Importance of the selected lower FIB-4 cutoff point
The FIB-4 index was initially established in HIV/HCV coinfected patients with a lower cutoff point of 1.45 2. Since then, different lower cutoff points have been evaluated 3. In the recently published article by Turner and colleagues 56.8% of patients had likely fibrosis on the basis of FIB-4 alone, whereas 42.6% of patients had likely fibrosis by FIB-4 plus imaging.
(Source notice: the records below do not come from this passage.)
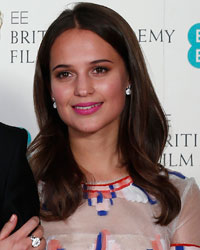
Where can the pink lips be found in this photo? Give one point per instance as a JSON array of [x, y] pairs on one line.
[[87, 108]]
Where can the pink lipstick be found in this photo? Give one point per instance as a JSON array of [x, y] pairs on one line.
[[87, 108]]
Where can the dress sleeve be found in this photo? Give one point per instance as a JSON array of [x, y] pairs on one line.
[[187, 227]]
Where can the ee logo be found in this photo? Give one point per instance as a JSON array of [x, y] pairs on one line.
[[194, 51]]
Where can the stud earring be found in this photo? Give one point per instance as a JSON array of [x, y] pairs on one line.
[[54, 103], [128, 90]]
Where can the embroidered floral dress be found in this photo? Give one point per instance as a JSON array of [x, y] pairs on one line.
[[119, 216]]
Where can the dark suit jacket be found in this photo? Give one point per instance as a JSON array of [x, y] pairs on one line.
[[18, 191]]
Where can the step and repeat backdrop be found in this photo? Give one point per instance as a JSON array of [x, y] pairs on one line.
[[169, 34]]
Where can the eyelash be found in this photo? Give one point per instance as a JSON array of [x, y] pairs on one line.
[[97, 70], [100, 70], [63, 74]]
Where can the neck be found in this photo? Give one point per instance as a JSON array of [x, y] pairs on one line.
[[97, 154]]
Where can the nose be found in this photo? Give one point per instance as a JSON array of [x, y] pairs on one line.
[[83, 86]]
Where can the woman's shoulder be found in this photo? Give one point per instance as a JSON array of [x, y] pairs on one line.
[[185, 185]]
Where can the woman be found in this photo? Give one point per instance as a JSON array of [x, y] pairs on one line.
[[102, 133]]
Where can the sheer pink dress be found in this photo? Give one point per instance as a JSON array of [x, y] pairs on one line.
[[119, 215]]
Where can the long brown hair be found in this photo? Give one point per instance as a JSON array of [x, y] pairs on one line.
[[143, 127]]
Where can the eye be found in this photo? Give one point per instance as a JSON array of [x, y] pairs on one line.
[[100, 70], [63, 74]]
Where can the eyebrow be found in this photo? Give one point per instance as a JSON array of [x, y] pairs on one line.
[[93, 62]]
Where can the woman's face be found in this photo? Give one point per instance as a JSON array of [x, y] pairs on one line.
[[88, 81]]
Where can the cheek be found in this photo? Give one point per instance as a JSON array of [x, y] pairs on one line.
[[60, 93]]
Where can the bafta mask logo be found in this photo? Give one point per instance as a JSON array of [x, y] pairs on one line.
[[194, 51]]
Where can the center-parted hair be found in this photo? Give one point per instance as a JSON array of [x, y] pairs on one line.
[[143, 127]]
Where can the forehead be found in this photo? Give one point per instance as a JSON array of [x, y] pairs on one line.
[[81, 43]]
In my opinion, the 14.2% difference may be due to the improper use of the lower FIB-4 cutoff point of 1.45, as in a recently published article by Kayadibi et al. 4 it was evidenced that use of the lower FIB-4 cutoff point of 1.62 had higher diagnostic accuracy than 1.45. If the authors had used a cutoff point greater than 1.45 for FIB-4, they may have obtained similar results as in FIB-4 plus imaging. This is because, when you increase the cutoff point for the diagnosis of likely fibrosis, the percentage of the disease of interest will decrease, and the positive predictive value will increase as false-positive results will reduce.
In conclusion, proper use of the lower FIB-4 cutoff point may decrease the need for additional diagnostic techniques like imaging or others for the prediction of patients with likely fibrosis.